Four ways to beat the fatigue of virtual meetings
The reason for this fatigue is that virtual meetings require you to focus more intensely, as you don’t have the advantage of picking up on physical cues.
Working from home during this coronavirus pandemic is a mixed blessing. On the one hand, staying home makes it a lot easier for us to take precautions like physical distancing and avoid meeting people who may have COVID-19 infection. On the other hand, working from home has its own challenges and stresses. Sure, you save time travelling and can sit and dress up however you please. But more and more people are experiencing an increase in the levels of fatigue from this situation - specifically when your job requires you to be on multiple conference calls and virtual meetings during the day.
The reason for this fatigue is that virtual meetings require you to focus more intensely, as you don’t have the advantage of picking up on physical cues or learning what people are thinking from their body language.
We spoke to Dr Kamna Chhibber, Clinical Psychologist at Fortis Healthcare, about ways to deal with this fatigue. Here are some of Dr Chhibber's suggestions:
1. Avoid being in a rush
If you’re one of those who wakes up just minutes before you have to start working and then have to rush to seem presentable on the call - you might want to change this routine. Wake up early enough so you have ample time for all your morning tasks like bathing, having breakfast, exercising, etc. Then get started on work at least 15 minutes before your first meeting so you can gather your thoughts, read up on your notes, or go over relevant emails. Also, keep a buffer between tasks and meetings just in case something takes longer than expected or if you need to change your mindset for the next meeting (say, with a completely different client).
2. Get moving
When we’re going from one meeting to another, there is often a change of location during which you end up stretching your legs. But with all our work happening on one screen now, sometimes we’re sitting in the same spot for over 10 hours. This is obviously unhealthy and contributes to your fatigue. So get moving - stretching every hour, walking around the house, wrapping up a fun chore even. This will give your mind a much-needed break and help you feel refreshed.
3. Have some fun
If you think back to your inter-company meetings, we’re sure you’ll remember some funny jokes that were told or some amazing stories that people shared. While we’re always connected when we’re working from home, personal connections with your colleagues do still suffer - take a few minutes to just enjoy and catch up during these meetings. If possible, suggest a change in pace or process followed during regular meetings as well - switching formats may add some new energy to the tasks at hand.

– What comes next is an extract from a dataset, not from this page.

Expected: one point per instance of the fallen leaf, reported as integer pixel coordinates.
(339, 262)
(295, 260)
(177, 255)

4. Have a sign-off routine
Yes, it is tempting to crash on your bed after your last meeting of the day. But staying organised can be a huge help when it comes to dealing with mental fatigue. So set aside a few minutes for this towards the end of each day: during this time you can reflect on what you got done that day and what needs to be done the next day. Chalk out a rough routine for the next day so you’re not in a panic or clueless when you begin work the following day. This doesn’t mean you drag your work too much beyond your working hours, though - it’s important to maintain a balance between work and personal life even if you’re working from home.